“We’re supporting it because it is so hi-tech that a lot of commercial financial institutions are a little bit uncomfortable. Part of the role IFC plays is to say well we’ve seen this elsewhere in the world, we’ve done it elsewhere in the world, we’d like to do it here,” the IFC Southern Africa division’s senior manager Saleem Karimjee told CNBC Africa.
“I don’t think we will find ourselves in the backbone power infrastructure in South Africa, which is coal-based power, they don’t need IFC, but on this cutting edge stuff they do. It fits very nicely into another strategic area for us, which is climate change.”
The International Finance Corporation (IFC) has carried out advisory services projects worth 65 million dollars and managed 126 projects valued at 217 million dollars.
The financial institution now plans to invest further in Africa and has placed a major focus on solar power projects, particularly in South Africa.

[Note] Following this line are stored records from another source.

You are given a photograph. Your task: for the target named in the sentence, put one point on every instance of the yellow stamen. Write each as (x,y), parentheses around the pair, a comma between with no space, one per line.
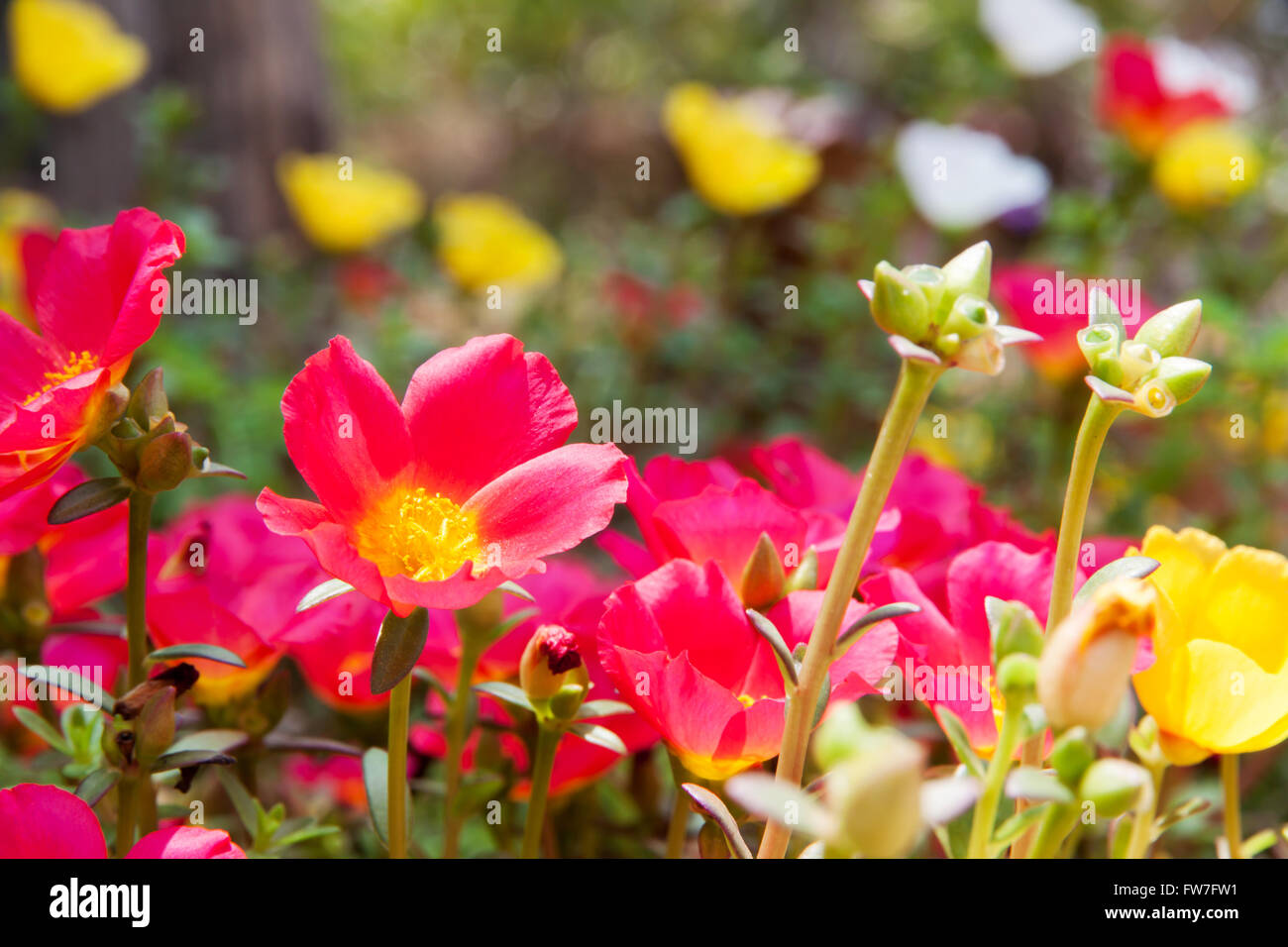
(76,365)
(424,536)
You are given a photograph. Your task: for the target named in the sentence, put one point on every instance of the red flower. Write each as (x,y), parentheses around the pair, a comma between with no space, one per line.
(1134,102)
(441,499)
(1020,292)
(98,299)
(220,578)
(679,648)
(48,822)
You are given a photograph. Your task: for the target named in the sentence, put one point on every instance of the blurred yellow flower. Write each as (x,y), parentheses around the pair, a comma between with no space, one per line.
(343,206)
(1220,681)
(68,54)
(735,158)
(1206,163)
(21,213)
(485,241)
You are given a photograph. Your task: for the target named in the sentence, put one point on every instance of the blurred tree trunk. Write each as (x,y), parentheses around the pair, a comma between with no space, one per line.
(259,86)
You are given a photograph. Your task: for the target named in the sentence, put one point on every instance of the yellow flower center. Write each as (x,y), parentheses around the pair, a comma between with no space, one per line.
(76,365)
(424,536)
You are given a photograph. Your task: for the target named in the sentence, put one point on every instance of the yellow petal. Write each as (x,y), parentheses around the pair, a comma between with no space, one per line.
(68,54)
(343,206)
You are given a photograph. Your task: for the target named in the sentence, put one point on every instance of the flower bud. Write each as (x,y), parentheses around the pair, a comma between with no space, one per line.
(553,674)
(1173,330)
(970,270)
(898,304)
(876,795)
(1113,787)
(1087,660)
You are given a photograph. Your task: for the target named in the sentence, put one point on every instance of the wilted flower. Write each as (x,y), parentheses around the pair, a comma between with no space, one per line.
(343,206)
(95,304)
(50,822)
(737,155)
(485,241)
(68,54)
(1220,684)
(1089,657)
(960,178)
(441,499)
(681,650)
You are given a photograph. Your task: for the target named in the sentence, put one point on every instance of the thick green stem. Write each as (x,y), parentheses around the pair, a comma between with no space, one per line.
(1086,451)
(1231,791)
(911,392)
(1054,828)
(548,741)
(678,828)
(137,585)
(458,718)
(986,809)
(399,714)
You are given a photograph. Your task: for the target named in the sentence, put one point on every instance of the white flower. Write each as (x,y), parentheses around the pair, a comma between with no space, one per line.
(961,178)
(1038,38)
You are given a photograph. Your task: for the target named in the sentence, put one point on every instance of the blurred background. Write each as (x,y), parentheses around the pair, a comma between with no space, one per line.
(613,250)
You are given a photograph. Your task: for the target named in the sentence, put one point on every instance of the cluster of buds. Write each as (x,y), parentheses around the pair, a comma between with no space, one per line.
(151,449)
(1089,657)
(941,315)
(553,676)
(1150,372)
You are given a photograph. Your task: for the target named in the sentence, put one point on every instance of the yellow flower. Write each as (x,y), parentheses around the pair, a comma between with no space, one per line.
(68,54)
(20,211)
(343,206)
(485,241)
(735,158)
(1206,163)
(1220,681)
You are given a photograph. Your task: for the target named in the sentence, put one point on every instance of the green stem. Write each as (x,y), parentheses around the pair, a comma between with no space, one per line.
(677,831)
(137,585)
(910,397)
(1086,451)
(1231,789)
(1054,828)
(399,712)
(995,781)
(458,718)
(548,740)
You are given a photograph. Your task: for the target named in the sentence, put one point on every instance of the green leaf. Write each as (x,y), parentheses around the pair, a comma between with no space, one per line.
(325,591)
(509,693)
(956,732)
(97,785)
(1018,823)
(713,808)
(1037,785)
(1129,566)
(592,709)
(88,499)
(855,630)
(764,628)
(398,647)
(599,736)
(207,652)
(44,729)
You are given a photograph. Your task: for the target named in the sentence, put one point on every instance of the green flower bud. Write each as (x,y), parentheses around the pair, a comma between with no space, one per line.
(1172,331)
(898,304)
(970,270)
(1113,787)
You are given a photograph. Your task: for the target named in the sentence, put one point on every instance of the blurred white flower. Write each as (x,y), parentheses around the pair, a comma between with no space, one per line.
(961,178)
(1038,38)
(1223,71)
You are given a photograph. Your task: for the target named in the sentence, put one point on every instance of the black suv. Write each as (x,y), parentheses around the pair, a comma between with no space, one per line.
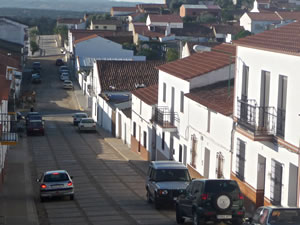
(165,181)
(211,200)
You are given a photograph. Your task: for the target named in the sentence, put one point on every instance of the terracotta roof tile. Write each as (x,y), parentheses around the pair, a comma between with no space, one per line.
(215,97)
(264,16)
(70,20)
(4,88)
(200,63)
(284,39)
(148,95)
(169,18)
(124,9)
(125,75)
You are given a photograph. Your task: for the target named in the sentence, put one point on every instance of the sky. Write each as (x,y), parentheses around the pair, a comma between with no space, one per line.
(145,1)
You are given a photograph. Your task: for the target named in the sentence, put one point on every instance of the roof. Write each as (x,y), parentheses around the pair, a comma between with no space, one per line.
(169,18)
(190,29)
(264,16)
(200,63)
(143,30)
(125,75)
(111,35)
(214,97)
(148,95)
(201,7)
(228,29)
(124,9)
(4,88)
(285,39)
(70,20)
(107,22)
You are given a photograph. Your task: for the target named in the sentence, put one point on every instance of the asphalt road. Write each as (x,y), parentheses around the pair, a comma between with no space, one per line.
(108,189)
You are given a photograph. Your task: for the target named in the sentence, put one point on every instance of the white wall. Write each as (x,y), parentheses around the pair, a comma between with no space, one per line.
(277,64)
(101,48)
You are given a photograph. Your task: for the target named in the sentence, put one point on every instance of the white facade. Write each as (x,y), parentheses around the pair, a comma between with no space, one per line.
(12,31)
(264,158)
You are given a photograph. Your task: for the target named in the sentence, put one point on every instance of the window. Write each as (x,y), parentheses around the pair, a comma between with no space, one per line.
(163,141)
(208,120)
(281,105)
(145,139)
(240,159)
(134,129)
(181,101)
(164,92)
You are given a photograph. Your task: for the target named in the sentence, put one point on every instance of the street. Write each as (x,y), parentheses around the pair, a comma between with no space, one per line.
(107,189)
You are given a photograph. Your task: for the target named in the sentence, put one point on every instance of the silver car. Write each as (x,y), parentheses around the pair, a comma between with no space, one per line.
(77,117)
(56,183)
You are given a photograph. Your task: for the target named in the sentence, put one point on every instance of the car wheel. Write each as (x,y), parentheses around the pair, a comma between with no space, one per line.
(197,220)
(222,202)
(179,218)
(237,221)
(149,200)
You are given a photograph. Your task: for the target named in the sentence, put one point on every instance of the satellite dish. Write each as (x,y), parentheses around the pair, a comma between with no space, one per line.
(201,48)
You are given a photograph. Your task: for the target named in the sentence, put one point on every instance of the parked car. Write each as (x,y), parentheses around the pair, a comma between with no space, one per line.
(33,116)
(68,84)
(275,215)
(56,183)
(211,200)
(36,78)
(64,76)
(59,62)
(36,66)
(87,124)
(78,116)
(35,127)
(165,181)
(61,68)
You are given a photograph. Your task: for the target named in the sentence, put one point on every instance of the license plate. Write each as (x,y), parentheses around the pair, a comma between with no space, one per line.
(224,216)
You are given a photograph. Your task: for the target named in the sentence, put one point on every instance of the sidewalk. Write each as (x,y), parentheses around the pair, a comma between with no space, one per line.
(16,197)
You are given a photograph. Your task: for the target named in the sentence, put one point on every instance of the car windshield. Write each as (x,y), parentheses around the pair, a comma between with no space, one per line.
(54,177)
(172,175)
(87,121)
(217,186)
(284,217)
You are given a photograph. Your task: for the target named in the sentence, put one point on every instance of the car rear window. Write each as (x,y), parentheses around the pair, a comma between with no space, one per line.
(218,186)
(172,175)
(284,216)
(53,177)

“Two big areas that we’ve been active in in the last fiscal year – renewable energy under the governments RE IPP programme. It was a record year for us in South Africa and a good two thirds of the 400 million that we did was for concentrated solar power projects and wind power projects. The other third a little bit in the financial markets space and a fair bit in the agricultural space,” Karimjee explained.
The Renewable Energy Independent Power Producer (RE IPP) procurement programme has been designed to contribute towards a target of 3,725 megawatts, and towards socio-economic and environmentally sustainable growth.
While the IFC hopes to continue its support of the RE IPP programme in South Africa, it also plans to commit a further 5.3 billion dollars to Africa investments, specifically targeting infrastructure and agricultural sector projects.
“We have a bifurcated approach. Agribusiness is a priority, for our direct business, it’s usually larger scale corporates. We continue to do almost half our business with financial institutions and that is how we try to support smaller businesses, including small agribusiness,” said Karimjee.
He insisted that this endeavour does make good business sense but added that it may be too soon to assess any possible outcomes.
“In a way it’s too early to tell in terms of Africa’s agricultural revolution. We’ve been at it for two years and we’re starting to see good performance. If the rest of our experience is anything to go by in non-agricultural activities, we’re going to have a great ride in agribusiness as well in Africa.”